來到 python 世界，可以看到，使用了 rank 來作為引數，而 rank 是每個 worker 唯一的，這樣就保證了 worker ID 唯一，從而訊息 id 唯一。

    def init_rpc(
        name,
        backend=None,
        rank=-1,
        world_size=None,
        rpc_backend_options=None,
    ):
			dist_autograd._init(rank) # rank是全域性唯一

我們把這些邏輯關係總結下來：

worker_id = rank;

container.worker_id_ = worker_id;

container.next_autograd_message_id_ = static_cast<int64_t>(worker_id) << kAutoIncrementBits

然後 next_autograd_message_id_ 內部遞增。

int64_t DistAutogradContainer::newAutogradMessageId() {
  // Check for overflow into workerId_ section.
  TORCH_INTERNAL_ASSERT(next_autograd_message_id_ < max_id_);
  return next_autograd_message_id_++;
}

所以，AutogradMessageId 是全域性唯一的。我們用圖例來看看：

+----------------------------------------------------------------------------------------+
| worker                                                                                 |
|                       +-------------------------------------+                          |
|                       | DistAutogradContainer               |                          |
|                       |                                     |                          |
|                       |                                     |                          |
|              init()   |                                     |                          |
|      rank +--------------+----> worker_id_                  |                          |
|                1      |  |                                  |   newAutogradMessageId() |
|                       |  +----> next_autograd_message_id_+------------------+          |
|                       |                                     |          2    |          |
|                       +-------------------------------------+               |          |
|                                                                             |          |
|                                                                             |          |
|                                                                             |          |
|                                                                             |          |
|                     +---------------------------------------------------------------+  |
|                     | getMessageWithAutograd                                |       |  |
|                     |                                                       |       |  |
|                     |                                                       v       |  |
|                     |                                                               |  |
|                     |   AutogradMetadata autogradMetadata(contextId(), MessageId()) |  |
|                     |                           4                           3       |  |
|                     |                                                               |  |
|                     +---------------------------------------------------------------+  |
|                                                                                        |
+----------------------------------------------------------------------------------------+

為了看看 autogradContextId 為什麼可以保證唯一，我們需要先分析 DistAutogradContainer 和 DistAutogradContext。

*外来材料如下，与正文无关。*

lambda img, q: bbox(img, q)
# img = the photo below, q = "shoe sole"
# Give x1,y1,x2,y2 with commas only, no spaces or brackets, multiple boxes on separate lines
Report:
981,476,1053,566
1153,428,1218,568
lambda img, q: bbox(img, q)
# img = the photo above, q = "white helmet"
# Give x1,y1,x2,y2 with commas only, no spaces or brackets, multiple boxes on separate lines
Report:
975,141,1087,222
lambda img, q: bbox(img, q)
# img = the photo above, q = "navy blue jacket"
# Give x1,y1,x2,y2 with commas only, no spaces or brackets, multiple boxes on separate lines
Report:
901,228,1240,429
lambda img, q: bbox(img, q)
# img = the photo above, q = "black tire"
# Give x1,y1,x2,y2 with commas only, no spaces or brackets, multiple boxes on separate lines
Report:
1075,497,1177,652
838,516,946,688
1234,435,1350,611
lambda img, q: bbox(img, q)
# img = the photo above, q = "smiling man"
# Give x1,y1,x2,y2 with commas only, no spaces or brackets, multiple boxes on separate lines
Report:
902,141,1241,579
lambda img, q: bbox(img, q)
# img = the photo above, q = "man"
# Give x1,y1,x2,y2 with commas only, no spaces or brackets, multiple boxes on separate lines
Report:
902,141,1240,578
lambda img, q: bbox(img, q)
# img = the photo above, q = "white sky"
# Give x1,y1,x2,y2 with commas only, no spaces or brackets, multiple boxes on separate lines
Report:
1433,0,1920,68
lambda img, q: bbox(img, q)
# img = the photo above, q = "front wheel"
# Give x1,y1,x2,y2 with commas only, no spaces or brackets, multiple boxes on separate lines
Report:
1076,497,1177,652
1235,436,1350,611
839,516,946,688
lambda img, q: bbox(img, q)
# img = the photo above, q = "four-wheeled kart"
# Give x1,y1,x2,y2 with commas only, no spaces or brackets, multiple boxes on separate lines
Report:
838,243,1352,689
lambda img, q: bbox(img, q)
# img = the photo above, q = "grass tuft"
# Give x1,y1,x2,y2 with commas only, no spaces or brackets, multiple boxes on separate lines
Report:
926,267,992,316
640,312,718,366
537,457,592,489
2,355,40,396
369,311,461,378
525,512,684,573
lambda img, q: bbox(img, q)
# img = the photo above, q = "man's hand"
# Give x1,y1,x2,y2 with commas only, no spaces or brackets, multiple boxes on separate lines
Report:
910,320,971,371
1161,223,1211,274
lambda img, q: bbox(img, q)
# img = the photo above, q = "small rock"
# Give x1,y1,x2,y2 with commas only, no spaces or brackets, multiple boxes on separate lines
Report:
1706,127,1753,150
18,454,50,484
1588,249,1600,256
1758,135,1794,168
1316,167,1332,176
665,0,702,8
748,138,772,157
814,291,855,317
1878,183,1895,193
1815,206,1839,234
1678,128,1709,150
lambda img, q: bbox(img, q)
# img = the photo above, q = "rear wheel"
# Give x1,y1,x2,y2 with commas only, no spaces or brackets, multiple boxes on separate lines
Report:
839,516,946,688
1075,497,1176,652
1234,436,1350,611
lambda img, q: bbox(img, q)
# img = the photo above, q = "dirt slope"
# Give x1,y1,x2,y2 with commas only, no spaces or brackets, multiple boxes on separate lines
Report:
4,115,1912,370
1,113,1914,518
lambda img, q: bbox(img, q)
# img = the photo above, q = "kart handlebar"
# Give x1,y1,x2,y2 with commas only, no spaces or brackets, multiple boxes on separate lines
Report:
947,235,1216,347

0x03 DistAutogradContainer

每個worker擁有唯一一個單例DistAutogradContainer，其負責：

對於每一個自動微分過程儲存其分散式上下文。
一旦這個自動微分過程結束，就清除其資料。

每個自動微分過程被賦予一個唯一的 autograd_context_id。在每個容器中，這個微分過程的上下文(DistAutogradContext) 依據這個autograd_context_id 來唯一確認。autograd_context_id 是一個 64 bit 的全域性唯一id，前 16 bis 是 worker_id，後 48 位是在每個worker內部自動遞增id。所以可見，一個Container 之中，是有多個Context的。

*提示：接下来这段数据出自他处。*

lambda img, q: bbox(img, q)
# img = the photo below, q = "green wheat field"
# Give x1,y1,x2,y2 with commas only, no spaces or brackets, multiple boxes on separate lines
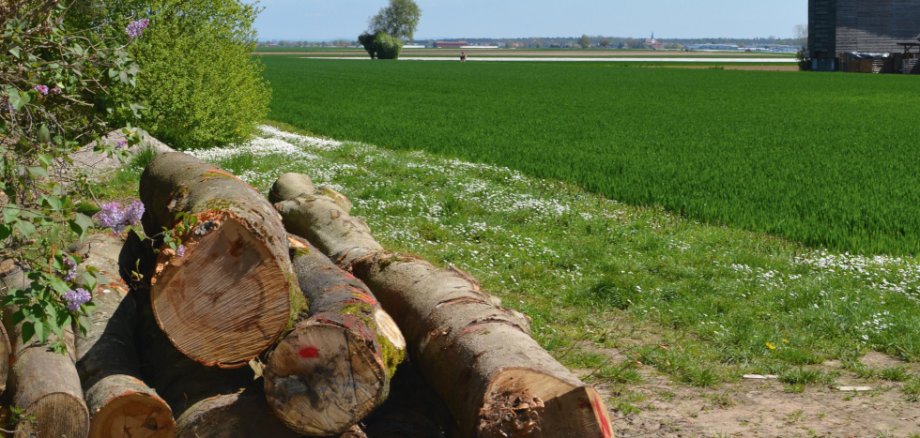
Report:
263,57,920,255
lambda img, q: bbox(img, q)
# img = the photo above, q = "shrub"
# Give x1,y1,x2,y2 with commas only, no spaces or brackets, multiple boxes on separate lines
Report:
78,0,271,150
358,32,378,59
374,33,403,60
1,0,140,350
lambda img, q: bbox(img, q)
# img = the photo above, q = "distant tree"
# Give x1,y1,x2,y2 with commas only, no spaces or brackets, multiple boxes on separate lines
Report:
599,38,612,48
358,0,420,60
370,0,421,41
578,34,591,49
374,33,402,59
794,24,808,48
358,32,378,59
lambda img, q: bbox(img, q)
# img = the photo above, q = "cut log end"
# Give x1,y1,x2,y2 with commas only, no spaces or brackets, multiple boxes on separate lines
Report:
480,370,614,438
265,323,385,436
15,393,89,438
269,172,315,204
152,217,292,367
89,391,175,438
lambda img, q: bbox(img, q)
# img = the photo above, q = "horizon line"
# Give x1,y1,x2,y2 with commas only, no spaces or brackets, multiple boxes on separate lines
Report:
258,35,802,43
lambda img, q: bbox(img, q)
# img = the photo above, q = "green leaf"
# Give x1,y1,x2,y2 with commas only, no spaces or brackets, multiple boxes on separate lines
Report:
38,124,51,143
11,309,25,326
0,224,10,240
8,47,20,58
76,202,101,216
58,313,72,332
14,90,30,110
34,321,46,344
40,195,61,210
69,213,94,238
2,205,20,222
47,276,70,294
37,153,53,167
26,166,48,178
14,220,35,237
6,90,22,111
80,271,97,292
20,321,35,343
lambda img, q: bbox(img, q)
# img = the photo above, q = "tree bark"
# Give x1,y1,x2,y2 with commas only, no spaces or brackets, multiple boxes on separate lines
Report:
0,264,89,438
263,234,405,436
139,151,301,368
0,259,12,397
121,234,257,417
72,233,175,438
175,388,300,438
272,175,615,438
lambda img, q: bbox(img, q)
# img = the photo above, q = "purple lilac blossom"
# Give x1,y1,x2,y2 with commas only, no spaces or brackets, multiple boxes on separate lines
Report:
94,200,145,233
126,18,150,39
95,201,126,232
63,288,91,311
62,258,77,282
124,200,144,225
33,84,49,95
176,244,186,258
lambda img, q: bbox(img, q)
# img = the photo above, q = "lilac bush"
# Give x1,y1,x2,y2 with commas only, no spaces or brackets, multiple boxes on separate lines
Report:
1,1,142,351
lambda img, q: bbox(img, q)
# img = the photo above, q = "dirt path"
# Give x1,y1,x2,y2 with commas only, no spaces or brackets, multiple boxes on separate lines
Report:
588,352,920,437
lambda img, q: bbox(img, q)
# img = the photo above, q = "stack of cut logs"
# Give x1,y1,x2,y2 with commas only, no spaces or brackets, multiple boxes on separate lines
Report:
0,151,614,438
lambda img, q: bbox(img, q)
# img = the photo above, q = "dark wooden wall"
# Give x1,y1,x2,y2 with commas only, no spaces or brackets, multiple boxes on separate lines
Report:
836,0,920,53
811,0,920,56
809,0,838,56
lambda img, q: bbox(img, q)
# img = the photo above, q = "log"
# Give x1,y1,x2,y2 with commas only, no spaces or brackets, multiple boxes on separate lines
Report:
139,151,301,368
72,233,175,438
175,388,300,438
0,260,12,396
122,234,257,416
268,173,351,213
0,263,89,438
272,175,615,438
263,235,405,436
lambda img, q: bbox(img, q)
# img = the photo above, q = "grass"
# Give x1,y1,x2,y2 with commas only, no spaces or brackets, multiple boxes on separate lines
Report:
262,57,920,255
254,46,794,58
169,124,920,394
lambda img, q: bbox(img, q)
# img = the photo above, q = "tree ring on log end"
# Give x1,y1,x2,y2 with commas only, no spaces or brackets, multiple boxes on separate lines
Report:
152,217,291,368
89,393,175,438
265,323,385,436
15,393,89,438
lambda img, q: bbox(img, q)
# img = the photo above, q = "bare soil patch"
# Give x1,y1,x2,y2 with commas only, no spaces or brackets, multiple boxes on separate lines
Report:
586,352,920,437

此容器還負責維護全域性唯一的訊息id，用來關聯傳送/接收自動微分函式對。格式類似於autograd_context_id，是一個64位整數，前16位是工作者id，後48位是worker內部自動遞增的。

因為訊息 id 和上下文 id 的前16 位是 worker_id，也就是 rank id，再加上後48位內部自增，所以可以保證訊息 id 和上下文 id 全域性唯一。

3.1 定義

DistAutogradContainer 定義如下，其中：

worker_id_ : 本 worker 的 ID，其實就是本 worker 的 rank。
next_context_id_ ：自增的上下文ID，用來給每個自動微分過程賦予一個唯一的autograd_context_id。在一個傳播鏈條上，其實只有第一個節點的 DistAutogradContainer 用到了 next_context_id_ 來生成 Context，後續節點的 DistAutogradContainer 都是依據第一個 DistAutogradContainer 的 context id 資訊來在本地生成對應 context id 的 Context。
next_autograd_message_id_ ：維護全域性唯一的訊息id，用來關聯傳送/接收自動微分函式對。此變數是在本節點發送時候會使用到。

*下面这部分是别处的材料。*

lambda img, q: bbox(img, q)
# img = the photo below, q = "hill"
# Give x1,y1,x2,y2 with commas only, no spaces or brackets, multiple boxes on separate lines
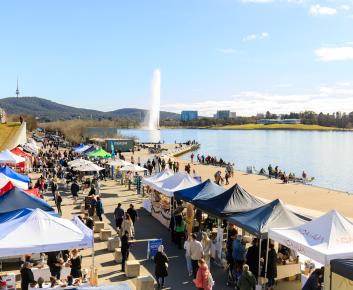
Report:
0,97,179,121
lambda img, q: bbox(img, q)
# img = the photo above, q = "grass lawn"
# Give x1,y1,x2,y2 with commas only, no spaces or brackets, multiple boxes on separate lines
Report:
0,122,21,150
212,123,349,131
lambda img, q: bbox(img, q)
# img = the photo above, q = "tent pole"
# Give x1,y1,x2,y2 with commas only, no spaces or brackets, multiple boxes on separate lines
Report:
330,267,332,290
264,237,270,285
258,238,262,284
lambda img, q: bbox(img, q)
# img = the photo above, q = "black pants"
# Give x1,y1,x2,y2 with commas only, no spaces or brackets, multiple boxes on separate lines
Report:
176,232,183,249
121,250,129,271
191,259,199,278
116,218,123,230
97,213,102,221
156,276,165,288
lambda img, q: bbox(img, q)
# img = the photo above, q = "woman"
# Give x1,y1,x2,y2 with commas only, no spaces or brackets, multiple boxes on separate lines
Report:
262,243,277,290
121,231,130,272
51,177,58,201
175,215,186,249
193,258,213,290
20,262,36,290
184,236,193,276
55,191,62,216
69,249,82,278
154,245,169,289
237,264,257,290
302,268,324,290
95,196,104,221
121,213,134,239
201,232,212,268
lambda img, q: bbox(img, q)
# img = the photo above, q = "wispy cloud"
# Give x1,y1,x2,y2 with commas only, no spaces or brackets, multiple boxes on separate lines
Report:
314,46,353,61
240,0,273,3
161,84,353,116
340,5,350,11
309,4,337,16
243,32,269,42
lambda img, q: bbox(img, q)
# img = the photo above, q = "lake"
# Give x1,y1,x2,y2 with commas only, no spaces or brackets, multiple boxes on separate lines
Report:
120,129,353,193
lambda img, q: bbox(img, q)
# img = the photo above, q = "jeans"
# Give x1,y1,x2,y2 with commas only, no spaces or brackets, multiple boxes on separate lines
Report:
267,277,275,287
185,255,192,275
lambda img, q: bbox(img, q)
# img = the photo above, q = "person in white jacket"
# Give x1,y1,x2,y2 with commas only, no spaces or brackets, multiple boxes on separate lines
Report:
201,232,212,268
184,236,193,276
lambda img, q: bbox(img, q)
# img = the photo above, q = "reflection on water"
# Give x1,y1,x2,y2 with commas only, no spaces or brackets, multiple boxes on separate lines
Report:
120,128,353,193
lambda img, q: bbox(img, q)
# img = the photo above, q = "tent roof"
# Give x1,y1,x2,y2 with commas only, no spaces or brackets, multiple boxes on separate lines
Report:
331,259,353,281
174,179,225,202
0,150,25,164
107,159,131,167
269,210,353,265
0,187,53,213
227,199,307,238
192,183,264,217
0,166,30,183
68,158,93,167
74,163,104,172
0,181,40,197
88,148,111,158
0,208,58,223
74,144,91,154
0,174,28,190
120,164,147,172
10,147,31,158
149,172,201,197
143,169,174,186
0,209,93,257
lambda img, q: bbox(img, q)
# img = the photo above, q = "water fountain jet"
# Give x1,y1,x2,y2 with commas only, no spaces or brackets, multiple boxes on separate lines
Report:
144,69,161,130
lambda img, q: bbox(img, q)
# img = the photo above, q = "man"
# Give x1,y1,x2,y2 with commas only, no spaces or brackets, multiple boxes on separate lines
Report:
114,203,125,232
47,251,62,279
121,231,130,272
70,179,80,204
187,233,203,278
127,204,138,224
21,262,36,290
246,238,259,279
233,235,246,275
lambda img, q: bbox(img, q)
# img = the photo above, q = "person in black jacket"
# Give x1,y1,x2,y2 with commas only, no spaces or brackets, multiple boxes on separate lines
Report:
71,180,80,203
127,204,137,224
47,251,62,279
154,245,169,289
20,262,36,290
262,242,277,290
121,231,130,272
246,238,259,279
69,249,82,278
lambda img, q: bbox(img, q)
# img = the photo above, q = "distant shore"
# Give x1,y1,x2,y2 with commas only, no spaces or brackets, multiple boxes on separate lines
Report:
162,123,352,131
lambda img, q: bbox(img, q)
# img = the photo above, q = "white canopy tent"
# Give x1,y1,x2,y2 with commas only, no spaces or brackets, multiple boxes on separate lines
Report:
74,163,104,172
142,169,174,186
269,210,353,265
120,164,147,172
0,150,25,165
68,159,93,167
0,209,93,257
148,172,200,197
107,159,131,167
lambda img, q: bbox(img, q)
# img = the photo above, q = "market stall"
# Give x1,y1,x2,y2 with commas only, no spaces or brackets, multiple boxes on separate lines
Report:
0,166,29,190
269,210,353,290
147,172,200,227
0,208,58,223
10,147,32,172
330,259,353,290
0,181,40,197
0,150,25,166
87,148,111,159
227,199,308,284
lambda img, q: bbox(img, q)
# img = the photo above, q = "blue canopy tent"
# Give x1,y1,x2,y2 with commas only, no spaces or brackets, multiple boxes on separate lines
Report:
227,199,308,238
0,208,58,223
0,187,53,214
0,166,30,183
191,183,265,217
174,179,225,202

// Singleton class per worker which is responsible for storing the distributed
// autograd context for each autograd pass and also cleans up data for an
// autograd pass once its done.
//
// Each autograd pass is assigned a unique autograd_context_id and all data for
// that pass (DistAutogradContext) is stored in this container indexed by the
// autograd_context_id. The autograd_context_id itself is a 64 bit globally
// unique id. The first 16 bits is the worker_id and the next 48 bits is an
// auto-incrementing id for each worker.
//
// This container is also responsible for maintaining a globally unique message
// id, which is used to associate send/recv autograd function pairs. The format
// is similar to the autograd_context_id where we have a 64 bit integer with
// first 16 bits being the worker id and next 48 bits are auto-incrementing.
class TORCH_API DistAutogradContainer {

 private:
  // Number of shards for the map storing autograd contexts. We'd like this
  // to be a power of 2 and we don't expect a value much higher than the
  // number of cores would provide much benefit.
  static constexpr uint32_t kNumDefaultShards = 128;

  // Use cache line size for alignment.
  static constexpr int kCacheLineSize = 64;

  // Structure holding one shard of the sharded autograd context map with its
  // associated lock. Align to cache line size to avoid contention between
  // adjacent entries.
  struct alignas(kCacheLineSize) ContextsShard {
    // Lock for this shard.
    mutable std::mutex lock;

    // Map storing autograd contexts for this shard.
    std::unordered_map<int64_t, ContextPtr> contexts; // 這裡儲存了上下文指標
  };

  // Auto incrementing context id used to identify unique autograd passes.
  // Initialized with the first 16 bits being the worker_id.
  std::atomic<int64_t> next_context_id_; // 新增上下文id

  // Unique id to identify a worker in the distributed setting.
  int16_t worker_id_;

  // Whether or not the container has been initialized appropriately.
  bool initialized_;

  // Sharded autograd context map.
  std::vector<ContextsShard> autograd_contexts_; // 儲存上下文列表

  // Number of shards for the sharded autograd_contexts_ map.
  uint32_t num_shards_;

  // Autograd message id to identify unique send/recv autograd function pairs.
  std::atomic<int64_t> next_autograd_message_id_;

  // Maximum allowed value for autograd_context_id or autograd_message_id.
  int64_t max_id_;
};

3.2 構建

Init 方法構建了 DistAutogradContainer，主要就是利用 worker_id 對本地成員變數進行相關賦值。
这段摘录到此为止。